In our own country more than in any other region of Christendom this superstition found supporters. From Edward the Confessor down to Queen Anne, who laid her healing hands on Samuel Johnson, it flourished; and it was a rash man who, trusting to the blind guidance of human reason dared to question that manifestation of the divinity which encircles kingship. Doubtless the gift of money made to each person who was touched did not tend to bring the cure into dis-esteem. It can be easily credited that, out of the multitude who flocked to the presence of Elizabeth and the Stuart kings for the benefit of their miraculous manipulations, there were many shrewd vagabonds who had more faith in the coin than in the touch bestowed upon them. The majority, however, it cannot be doubted, were as sincere victims of delusion as those who, at the close of the last century, believed in the efficacy of metallic tractors, and those who now unconsciously expose their intellectual infirmity as advocates of electro-biology and spirit-rapping. The populace, as a body, unhesitatingly believed that their sovereigns possessed this faculty as the anointed of the Lord. A story is told of a Papist, who, much to his astonishment, was cured of the king's evil by Elizabeth, after her final rupture with the court of Rome.

"Now I perceive," cried the man, "by plain experience that the excommunication against the Queen is of no effect, since God hath blessed her with such a gift."

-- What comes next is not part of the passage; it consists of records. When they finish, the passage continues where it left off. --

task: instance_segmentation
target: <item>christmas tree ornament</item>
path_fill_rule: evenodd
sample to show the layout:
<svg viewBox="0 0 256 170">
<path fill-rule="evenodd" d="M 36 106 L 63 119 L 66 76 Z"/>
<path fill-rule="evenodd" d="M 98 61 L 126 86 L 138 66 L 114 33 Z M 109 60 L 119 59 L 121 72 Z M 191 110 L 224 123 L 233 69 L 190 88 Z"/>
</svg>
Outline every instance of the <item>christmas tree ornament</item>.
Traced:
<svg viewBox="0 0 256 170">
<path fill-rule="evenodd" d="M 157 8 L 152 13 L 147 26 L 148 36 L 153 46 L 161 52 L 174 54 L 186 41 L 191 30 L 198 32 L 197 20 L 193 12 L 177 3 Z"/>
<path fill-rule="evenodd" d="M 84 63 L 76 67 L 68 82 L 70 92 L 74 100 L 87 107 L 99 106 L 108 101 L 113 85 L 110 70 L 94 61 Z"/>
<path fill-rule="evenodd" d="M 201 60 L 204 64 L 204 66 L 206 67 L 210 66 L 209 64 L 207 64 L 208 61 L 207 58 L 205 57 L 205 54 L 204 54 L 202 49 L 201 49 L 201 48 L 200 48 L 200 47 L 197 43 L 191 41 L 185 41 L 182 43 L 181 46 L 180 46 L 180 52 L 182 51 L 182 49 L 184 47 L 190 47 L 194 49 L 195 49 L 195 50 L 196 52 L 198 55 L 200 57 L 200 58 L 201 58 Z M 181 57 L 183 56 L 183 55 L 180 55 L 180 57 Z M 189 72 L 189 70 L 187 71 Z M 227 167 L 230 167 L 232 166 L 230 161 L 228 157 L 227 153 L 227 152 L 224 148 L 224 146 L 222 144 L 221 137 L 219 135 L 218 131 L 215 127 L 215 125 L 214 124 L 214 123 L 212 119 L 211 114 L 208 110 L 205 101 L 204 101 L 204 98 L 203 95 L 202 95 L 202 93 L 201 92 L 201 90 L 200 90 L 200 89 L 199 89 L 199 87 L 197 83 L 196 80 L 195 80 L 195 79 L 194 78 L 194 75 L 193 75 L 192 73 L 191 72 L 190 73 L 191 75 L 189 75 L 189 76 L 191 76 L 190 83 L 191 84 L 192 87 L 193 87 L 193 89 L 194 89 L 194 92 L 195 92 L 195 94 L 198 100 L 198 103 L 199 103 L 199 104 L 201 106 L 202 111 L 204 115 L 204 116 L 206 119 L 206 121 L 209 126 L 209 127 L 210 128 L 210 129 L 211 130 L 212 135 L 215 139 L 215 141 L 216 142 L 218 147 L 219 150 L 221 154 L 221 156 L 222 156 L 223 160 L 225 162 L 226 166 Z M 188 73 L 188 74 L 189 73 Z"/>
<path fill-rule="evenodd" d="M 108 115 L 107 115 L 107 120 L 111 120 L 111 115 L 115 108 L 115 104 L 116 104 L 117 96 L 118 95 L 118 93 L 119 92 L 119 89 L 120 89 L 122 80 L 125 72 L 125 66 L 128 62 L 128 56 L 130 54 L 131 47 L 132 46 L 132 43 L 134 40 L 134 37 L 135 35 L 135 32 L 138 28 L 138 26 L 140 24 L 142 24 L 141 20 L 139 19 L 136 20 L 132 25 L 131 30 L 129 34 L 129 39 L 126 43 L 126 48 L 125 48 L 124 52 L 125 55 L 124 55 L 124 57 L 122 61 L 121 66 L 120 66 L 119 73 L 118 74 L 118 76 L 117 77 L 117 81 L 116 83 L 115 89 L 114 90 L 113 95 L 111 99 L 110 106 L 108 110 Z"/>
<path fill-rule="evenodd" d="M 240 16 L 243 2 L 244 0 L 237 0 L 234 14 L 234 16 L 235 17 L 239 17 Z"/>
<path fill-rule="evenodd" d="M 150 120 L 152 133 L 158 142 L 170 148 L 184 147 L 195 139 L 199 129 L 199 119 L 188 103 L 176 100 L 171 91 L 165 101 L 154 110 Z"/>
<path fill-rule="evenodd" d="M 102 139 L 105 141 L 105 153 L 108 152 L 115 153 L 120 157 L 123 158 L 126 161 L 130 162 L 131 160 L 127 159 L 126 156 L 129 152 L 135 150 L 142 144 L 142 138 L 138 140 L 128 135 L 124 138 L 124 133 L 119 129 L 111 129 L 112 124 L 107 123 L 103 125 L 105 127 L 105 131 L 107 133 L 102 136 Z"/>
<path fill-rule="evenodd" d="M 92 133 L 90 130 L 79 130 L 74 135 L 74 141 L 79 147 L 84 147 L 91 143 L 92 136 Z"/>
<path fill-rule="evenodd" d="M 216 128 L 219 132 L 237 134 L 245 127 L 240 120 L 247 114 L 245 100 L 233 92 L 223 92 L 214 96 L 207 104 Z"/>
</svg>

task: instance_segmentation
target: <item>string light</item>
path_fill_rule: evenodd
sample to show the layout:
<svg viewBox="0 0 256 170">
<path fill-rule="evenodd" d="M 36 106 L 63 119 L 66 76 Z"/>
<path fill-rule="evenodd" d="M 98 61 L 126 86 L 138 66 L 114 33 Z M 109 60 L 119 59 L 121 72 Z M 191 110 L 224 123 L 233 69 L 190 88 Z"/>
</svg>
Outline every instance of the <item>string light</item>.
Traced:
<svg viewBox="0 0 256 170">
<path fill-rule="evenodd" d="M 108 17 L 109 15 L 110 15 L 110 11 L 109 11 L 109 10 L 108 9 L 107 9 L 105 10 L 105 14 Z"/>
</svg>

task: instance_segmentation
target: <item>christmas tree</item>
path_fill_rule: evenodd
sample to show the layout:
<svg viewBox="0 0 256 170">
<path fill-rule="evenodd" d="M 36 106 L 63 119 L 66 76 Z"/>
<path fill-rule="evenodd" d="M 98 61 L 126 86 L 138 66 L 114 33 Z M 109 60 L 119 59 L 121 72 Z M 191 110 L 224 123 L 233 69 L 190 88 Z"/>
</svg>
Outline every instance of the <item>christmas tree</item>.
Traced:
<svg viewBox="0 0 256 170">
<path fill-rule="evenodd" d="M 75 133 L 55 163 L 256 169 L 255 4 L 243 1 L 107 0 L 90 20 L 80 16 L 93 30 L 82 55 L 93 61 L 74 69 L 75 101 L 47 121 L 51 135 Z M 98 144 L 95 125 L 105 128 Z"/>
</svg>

Nor would it be wise to suppose that none were benefited by the treatment. The eagerness with which the vulgar crowd to a sight, and the intense excitement with which London mobs witness a royal procession to the houses of Parliament, or a Lord Mayor's pageant on its way from the City to Westminster, may afford us some idea of the inspiriting sensations experienced by a troop of wretches taken from their kennels to Whitehall, and brought into personal contact with their sovereign—their ideal of grandeur! Such a trip was a stimulus to the nervous system, compared with which the shock of a galvanic battery would have been but the tickling of a feather. And, over and above this, was the influence of imagination, which in many ways may become an agent for restoring the tone of the nervous system, and so enabling Nature to overcome the obstacles of her healthy action.

Montaigne admirably treated this subject in his essay, "Of the Force of Imagination"; and his anecdote of the happy results derived by an unfortunate nobleman from the use of a flat gold plate, graven with celestial figures, must have occurred to many of his readers who have witnessed the beneficial effects which are frequently produced by the practices of quackery.